Penindakan ini dilakukan menyusul temuan sejumlah kasus keracunan serta kondisi fasilitas yang tidak memenuhi standar higienitas. Meski demikian, jumlah unit yang disanksi menunjukkan tren perbaikan dibanding periode sebelumnya yang sempat mencapai sekitar 3.000 unit.
Deputi Bidang Koordinasi Keterjangkauan dan Keamanan Pangan Kemenko Pangan, Nani Hendiarti, menegaskan bahwa fokus utama pemerintah saat ini adalah peningkatan kualitas layanan melalui perbaikan manajemen dan sistem pengawasan.
“Di 2026 ini kami fokus kepada peningkatan kualitas melalui pembenahan tata kelola. Di sisi lain, target intervensi dalam program Makan Bergizi Gratis juga harus tetap tercapai,” ujarnya.
Program Makan Bergizi Gratis (MBG) menjadi salah satu prioritas strategis pemerintah dalam meningkatkan kualitas sumber daya manusia sejak usia dini. Karena itu, keberadaan SPPG sebagai ujung tombak distribusi layanan gizi dituntut memenuhi standar keamanan dan kelayakan yang ketat.
Namun di lapangan, pemerintah menemukan sejumlah SPPG yang menghadapi kendala serius dan tidak dapat diperbaiki dalam waktu singkat. Untuk itu, pemerintah membuka opsi relokasi atau penataan ulang fasilitas melalui koordinasi intensif dengan Badan Gizi Nasional (BGN).
“Beberapa lokasi memang sulit diperbaiki dalam waktu cepat. Itu yang perlu dikonsultasikan, apakah perlu dipindahkan atau dicarikan solusi lain bersama BGN,” tambah Nani.
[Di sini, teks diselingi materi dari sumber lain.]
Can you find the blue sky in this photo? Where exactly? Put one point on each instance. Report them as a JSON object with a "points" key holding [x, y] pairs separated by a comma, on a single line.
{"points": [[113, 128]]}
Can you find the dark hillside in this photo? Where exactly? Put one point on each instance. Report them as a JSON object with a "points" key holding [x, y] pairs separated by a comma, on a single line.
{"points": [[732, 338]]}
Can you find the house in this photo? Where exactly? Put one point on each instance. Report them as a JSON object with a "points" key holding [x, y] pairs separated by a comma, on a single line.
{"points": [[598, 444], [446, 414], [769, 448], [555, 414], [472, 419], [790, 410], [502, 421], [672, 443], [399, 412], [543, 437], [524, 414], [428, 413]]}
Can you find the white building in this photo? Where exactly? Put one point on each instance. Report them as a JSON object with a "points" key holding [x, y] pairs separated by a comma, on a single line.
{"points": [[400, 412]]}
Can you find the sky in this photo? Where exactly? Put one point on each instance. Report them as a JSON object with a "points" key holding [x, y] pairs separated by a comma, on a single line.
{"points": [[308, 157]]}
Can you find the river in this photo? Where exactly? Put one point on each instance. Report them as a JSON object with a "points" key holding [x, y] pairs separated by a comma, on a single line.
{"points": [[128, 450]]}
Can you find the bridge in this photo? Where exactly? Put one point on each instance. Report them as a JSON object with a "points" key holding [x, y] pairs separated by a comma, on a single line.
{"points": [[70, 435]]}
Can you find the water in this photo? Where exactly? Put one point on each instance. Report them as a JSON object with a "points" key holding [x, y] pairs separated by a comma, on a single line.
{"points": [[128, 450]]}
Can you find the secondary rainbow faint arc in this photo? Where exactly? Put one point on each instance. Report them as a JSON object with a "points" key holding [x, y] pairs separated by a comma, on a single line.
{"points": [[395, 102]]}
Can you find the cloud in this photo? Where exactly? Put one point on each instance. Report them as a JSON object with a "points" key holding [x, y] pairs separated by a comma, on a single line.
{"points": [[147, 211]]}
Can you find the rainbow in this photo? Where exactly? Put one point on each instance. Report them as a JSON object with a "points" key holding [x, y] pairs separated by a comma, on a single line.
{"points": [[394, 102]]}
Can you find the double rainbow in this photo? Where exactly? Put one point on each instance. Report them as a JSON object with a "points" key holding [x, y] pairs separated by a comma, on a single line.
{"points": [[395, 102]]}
Sebagai langkah penguatan pengawasan dan koordinasi nasional, pemerintah juga tengah menyiapkan pembentukan pusat kendali atau National Command Center yang akan beroperasi di kantor Kemenko Pangan. Fasilitas ini ditargetkan mulai berfungsi pada pertengahan Mei 2026, dengan rencana peluncuran sekitar 17 Mei.
Command center tersebut akan menjadi pusat integrasi data dan koordinasi pelaksanaan program MBG di seluruh Indonesia, melibatkan pemerintah pusat, daerah, serta berbagai pemangku kepentingan terkait.
Selain pembenahan fasilitas, pemerintah juga menaruh perhatian pada aspek edukasi, khususnya terkait penyusunan menu sehat dan aman. Langkah ini diharapkan mampu menekan potensi insiden kesehatan sekaligus meningkatkan kualitas konsumsi gizi masyarakat secara berkelanjutan.
Dengan pengetatan pengawasan dan perbaikan menyeluruh, pemerintah optimistis kualitas layanan SPPG akan meningkat signifikan. Upaya ini diharapkan tidak hanya mencegah kejadian serupa terulang, tetapi juga memastikan program MBG berjalan optimal dalam mendukung generasi Indonesia yang lebih sehat dan berkualitas.